Do these “peptides” work? Are they safe? Who knows! Some of these “peptides” might be medicines in the future. One popular peptide, CJC-1295, a Growth Hormone Releasing Hormone fragment, is a synthetic derivative of an endogenous protein that was being developed by ConjuChem Biotechnologies. In fact, some popular peptides like “Reta” (retatrutide) are currently being developed by pharmaceutical companies and will soon be FDA approved. This is the best case scenario.

But, history tends to rhyme. The FDA is re-scheduling certain “peptides” for compounding. Soon, compounding pharmacies will be selling uninspected, (hopefully) white powders from China for mass consumption. Apparently “compounders” and online not-a-pharmacy sites can market unapproved products without any evidence. I’m not sure that’s a good idea for any involved. But, like with Ayerst and Wilson, I’m sure we’ll see financial relationships emerge between the makers and the boosters. Is that good for patients?

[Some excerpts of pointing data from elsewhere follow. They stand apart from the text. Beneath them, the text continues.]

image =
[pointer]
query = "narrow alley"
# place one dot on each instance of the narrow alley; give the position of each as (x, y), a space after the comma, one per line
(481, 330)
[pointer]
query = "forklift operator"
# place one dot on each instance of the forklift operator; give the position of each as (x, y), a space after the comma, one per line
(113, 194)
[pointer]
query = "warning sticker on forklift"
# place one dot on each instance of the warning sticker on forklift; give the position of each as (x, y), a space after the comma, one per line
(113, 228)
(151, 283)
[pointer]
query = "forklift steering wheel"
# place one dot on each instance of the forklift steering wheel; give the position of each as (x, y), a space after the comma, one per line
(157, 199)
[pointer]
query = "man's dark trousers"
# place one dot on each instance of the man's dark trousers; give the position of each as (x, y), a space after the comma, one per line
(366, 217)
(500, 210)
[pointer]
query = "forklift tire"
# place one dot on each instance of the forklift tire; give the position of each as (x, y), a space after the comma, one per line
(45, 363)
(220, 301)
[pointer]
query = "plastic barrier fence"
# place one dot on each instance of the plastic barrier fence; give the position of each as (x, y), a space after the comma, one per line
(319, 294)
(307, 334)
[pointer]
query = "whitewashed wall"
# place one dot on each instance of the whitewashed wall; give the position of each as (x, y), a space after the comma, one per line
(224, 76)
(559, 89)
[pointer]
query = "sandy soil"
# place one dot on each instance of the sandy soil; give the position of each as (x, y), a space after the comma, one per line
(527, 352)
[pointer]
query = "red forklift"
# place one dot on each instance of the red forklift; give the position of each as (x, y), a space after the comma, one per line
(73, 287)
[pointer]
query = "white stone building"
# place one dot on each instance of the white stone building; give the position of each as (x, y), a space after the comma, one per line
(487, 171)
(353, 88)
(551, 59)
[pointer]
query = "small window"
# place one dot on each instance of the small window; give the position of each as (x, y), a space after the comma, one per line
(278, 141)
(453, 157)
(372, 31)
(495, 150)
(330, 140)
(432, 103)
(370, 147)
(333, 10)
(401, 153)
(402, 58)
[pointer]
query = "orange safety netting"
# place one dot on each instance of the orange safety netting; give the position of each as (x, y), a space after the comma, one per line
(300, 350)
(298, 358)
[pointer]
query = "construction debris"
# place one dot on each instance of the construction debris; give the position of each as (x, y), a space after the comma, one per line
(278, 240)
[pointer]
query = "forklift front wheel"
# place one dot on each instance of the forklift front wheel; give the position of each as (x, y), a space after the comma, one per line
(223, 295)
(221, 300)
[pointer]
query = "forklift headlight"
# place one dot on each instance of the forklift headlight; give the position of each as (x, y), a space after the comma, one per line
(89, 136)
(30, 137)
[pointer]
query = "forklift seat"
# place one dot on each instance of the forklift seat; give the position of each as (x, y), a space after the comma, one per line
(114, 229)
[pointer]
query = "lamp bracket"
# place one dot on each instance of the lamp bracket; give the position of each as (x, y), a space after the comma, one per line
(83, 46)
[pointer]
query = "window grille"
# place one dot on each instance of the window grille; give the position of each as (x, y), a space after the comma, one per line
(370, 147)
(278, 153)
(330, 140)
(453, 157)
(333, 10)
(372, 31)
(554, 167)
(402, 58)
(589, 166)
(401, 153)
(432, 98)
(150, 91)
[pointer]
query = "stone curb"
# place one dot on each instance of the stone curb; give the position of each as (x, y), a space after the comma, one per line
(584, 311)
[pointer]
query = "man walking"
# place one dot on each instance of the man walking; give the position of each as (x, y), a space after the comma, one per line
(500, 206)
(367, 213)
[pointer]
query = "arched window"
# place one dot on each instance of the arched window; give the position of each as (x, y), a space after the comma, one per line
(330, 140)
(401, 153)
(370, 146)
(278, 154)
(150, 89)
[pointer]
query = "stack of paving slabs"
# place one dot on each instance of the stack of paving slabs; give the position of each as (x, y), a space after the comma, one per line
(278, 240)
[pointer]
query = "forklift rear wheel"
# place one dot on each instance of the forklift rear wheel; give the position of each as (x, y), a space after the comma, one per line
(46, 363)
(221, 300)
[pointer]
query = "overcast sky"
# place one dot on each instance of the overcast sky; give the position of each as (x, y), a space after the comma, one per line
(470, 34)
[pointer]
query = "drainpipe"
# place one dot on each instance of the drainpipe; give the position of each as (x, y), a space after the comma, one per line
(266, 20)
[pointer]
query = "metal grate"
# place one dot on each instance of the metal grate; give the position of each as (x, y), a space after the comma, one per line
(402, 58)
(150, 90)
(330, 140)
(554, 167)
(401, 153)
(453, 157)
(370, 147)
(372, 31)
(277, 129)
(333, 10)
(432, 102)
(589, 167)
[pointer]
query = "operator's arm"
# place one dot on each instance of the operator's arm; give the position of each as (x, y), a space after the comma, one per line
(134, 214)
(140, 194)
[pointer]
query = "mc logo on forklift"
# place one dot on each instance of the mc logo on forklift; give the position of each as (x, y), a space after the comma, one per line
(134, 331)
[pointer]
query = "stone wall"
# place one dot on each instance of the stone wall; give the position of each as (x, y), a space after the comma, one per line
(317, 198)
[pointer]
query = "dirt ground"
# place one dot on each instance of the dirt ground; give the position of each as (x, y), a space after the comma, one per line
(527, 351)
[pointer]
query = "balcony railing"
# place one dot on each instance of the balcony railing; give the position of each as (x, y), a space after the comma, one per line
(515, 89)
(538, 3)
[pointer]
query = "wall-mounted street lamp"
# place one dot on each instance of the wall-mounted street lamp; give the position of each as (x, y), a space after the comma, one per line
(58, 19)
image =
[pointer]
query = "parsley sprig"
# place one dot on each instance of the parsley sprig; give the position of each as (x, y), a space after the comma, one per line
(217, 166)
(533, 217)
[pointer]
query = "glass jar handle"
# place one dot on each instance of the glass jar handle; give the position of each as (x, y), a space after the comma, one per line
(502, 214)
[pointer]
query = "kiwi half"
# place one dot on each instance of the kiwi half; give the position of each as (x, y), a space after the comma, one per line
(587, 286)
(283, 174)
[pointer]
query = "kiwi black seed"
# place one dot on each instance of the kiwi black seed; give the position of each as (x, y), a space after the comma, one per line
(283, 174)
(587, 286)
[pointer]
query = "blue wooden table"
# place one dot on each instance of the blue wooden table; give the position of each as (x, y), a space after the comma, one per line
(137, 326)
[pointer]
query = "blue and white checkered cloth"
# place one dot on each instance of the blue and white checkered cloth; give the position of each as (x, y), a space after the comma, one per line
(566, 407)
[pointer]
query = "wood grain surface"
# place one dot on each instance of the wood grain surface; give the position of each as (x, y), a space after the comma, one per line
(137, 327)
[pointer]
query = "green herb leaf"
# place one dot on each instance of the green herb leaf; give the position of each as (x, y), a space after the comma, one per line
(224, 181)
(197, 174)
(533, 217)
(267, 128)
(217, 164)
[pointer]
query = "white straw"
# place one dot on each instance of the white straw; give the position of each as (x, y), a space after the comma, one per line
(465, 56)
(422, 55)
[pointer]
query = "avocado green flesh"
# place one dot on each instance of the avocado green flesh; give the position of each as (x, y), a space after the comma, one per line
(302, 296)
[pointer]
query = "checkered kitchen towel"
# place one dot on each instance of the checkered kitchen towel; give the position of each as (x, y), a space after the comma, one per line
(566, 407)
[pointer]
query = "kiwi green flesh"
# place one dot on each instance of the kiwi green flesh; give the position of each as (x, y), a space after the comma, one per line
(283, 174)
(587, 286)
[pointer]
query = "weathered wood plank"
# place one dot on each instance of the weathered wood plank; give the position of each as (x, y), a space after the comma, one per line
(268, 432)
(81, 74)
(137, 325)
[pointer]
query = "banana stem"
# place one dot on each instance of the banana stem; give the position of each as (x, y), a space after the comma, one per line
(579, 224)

And, for the “peptide” boosters reading this, unless you want your favorite peptide to end up like estrogen—with perpetually vexed safety and efficacy—I recommend you find a way to pony up the cash and run the RCTs patients deserve. The cost of moving fast on weak evidence here is the long-term health and safety of patients. The risks of estrogen, CEE+MPA, and DES didn’t emerge until after years, sometimes decades, of exposure. Let’s not repeat the mistakes made with estrogen. The joy of being human is learning from the experience of others. Let’s make our mothers proud.

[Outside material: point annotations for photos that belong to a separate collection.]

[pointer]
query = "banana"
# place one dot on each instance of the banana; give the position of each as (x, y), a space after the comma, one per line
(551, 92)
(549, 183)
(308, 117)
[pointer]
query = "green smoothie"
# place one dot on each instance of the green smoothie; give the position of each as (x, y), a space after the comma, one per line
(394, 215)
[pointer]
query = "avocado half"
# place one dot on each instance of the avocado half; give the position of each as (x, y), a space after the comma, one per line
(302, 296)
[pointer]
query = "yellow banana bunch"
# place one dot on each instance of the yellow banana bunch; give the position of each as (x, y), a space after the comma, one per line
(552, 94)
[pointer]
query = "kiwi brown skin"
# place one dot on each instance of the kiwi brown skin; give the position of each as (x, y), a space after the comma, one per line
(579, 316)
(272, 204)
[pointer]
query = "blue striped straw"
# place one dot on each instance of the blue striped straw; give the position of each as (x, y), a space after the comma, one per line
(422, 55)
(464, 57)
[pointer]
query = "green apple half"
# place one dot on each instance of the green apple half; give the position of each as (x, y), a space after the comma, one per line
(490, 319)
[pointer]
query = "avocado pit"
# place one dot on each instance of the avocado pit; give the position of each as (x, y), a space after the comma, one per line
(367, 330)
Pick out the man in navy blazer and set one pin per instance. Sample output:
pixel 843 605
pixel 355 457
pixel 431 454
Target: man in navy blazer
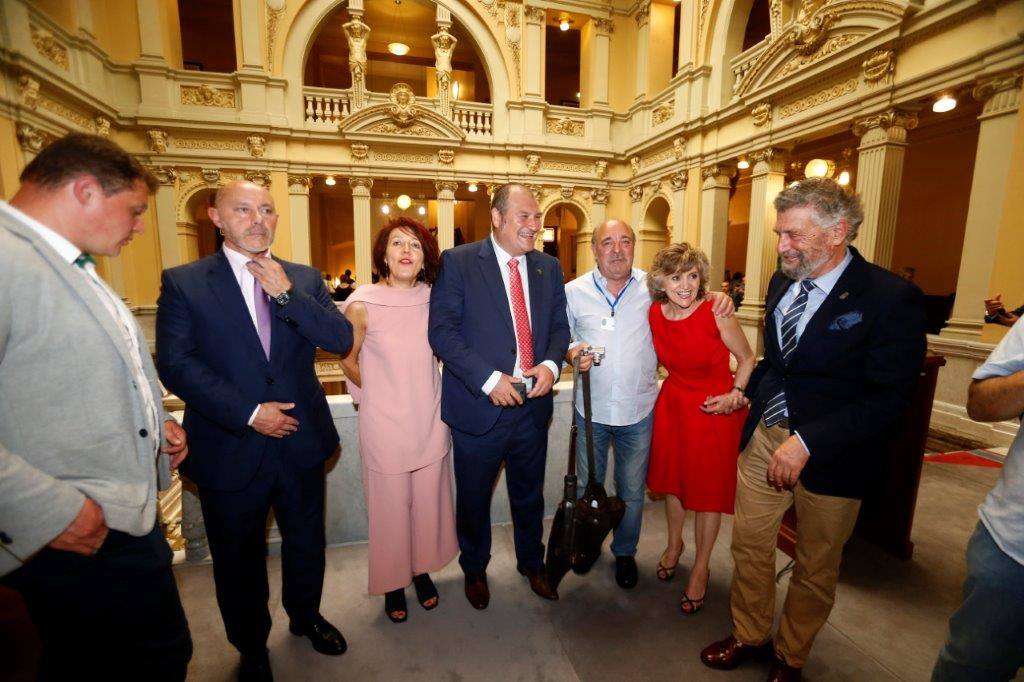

Last, separate evaluation from origination. Perhaps the most discomfiting lesson is the one embedded in the ethical debates of the 1930s, traced in Part 4. The conservative physicians who urged restraint—low dose, short duration, symptoms only—turned out to be roughly correct. But they were correct for the wrong reasons: not because they had evidence of harm, but because they believed menopause was a natural verdict that women should accept. The physicians who later championed lifelong estrogen, Masters, Shelton, and Wilson, were more sympathetic to women’s suffering and more willing to take their preferences seriously. They were also completely untethered to the evidence for its safety and efficacy. Good intentions, poor evidence, reputational esteem, and aggressive promotion made a more harmful combination than paternalistic caution. The best way to separate the ideas from the baggage: randomized, double-blind placebo controlled clinical trials.

Coda

If the FDA’s 2026 relabeling represents a genuine correction, an evidence-based acknowledgment that the post-WHI overcorrection went too far, then medicine has, in some sense, learned from this story. The new labels are conditional. They specify age ranges. They distinguish formulations. They trade the blunt instrument of a boxed warning for the finer grain of clinical guidance. That looks like progress.

But if “remove the black box” becomes the next Feminine Forever — if the pendulum swings past the evidence again, propelled by commercial enthusiasm and a cultural appetite for pharmaceutical solutions for aging — then the lesson has been lost

The difference between the two will be measured not in labels, but in evidence. And the evidence, as Bernadine Healy understood when she launched the WHI, takes time and money. I don’t think the estrogen story is over. If anything, it is, for the moment, better informed.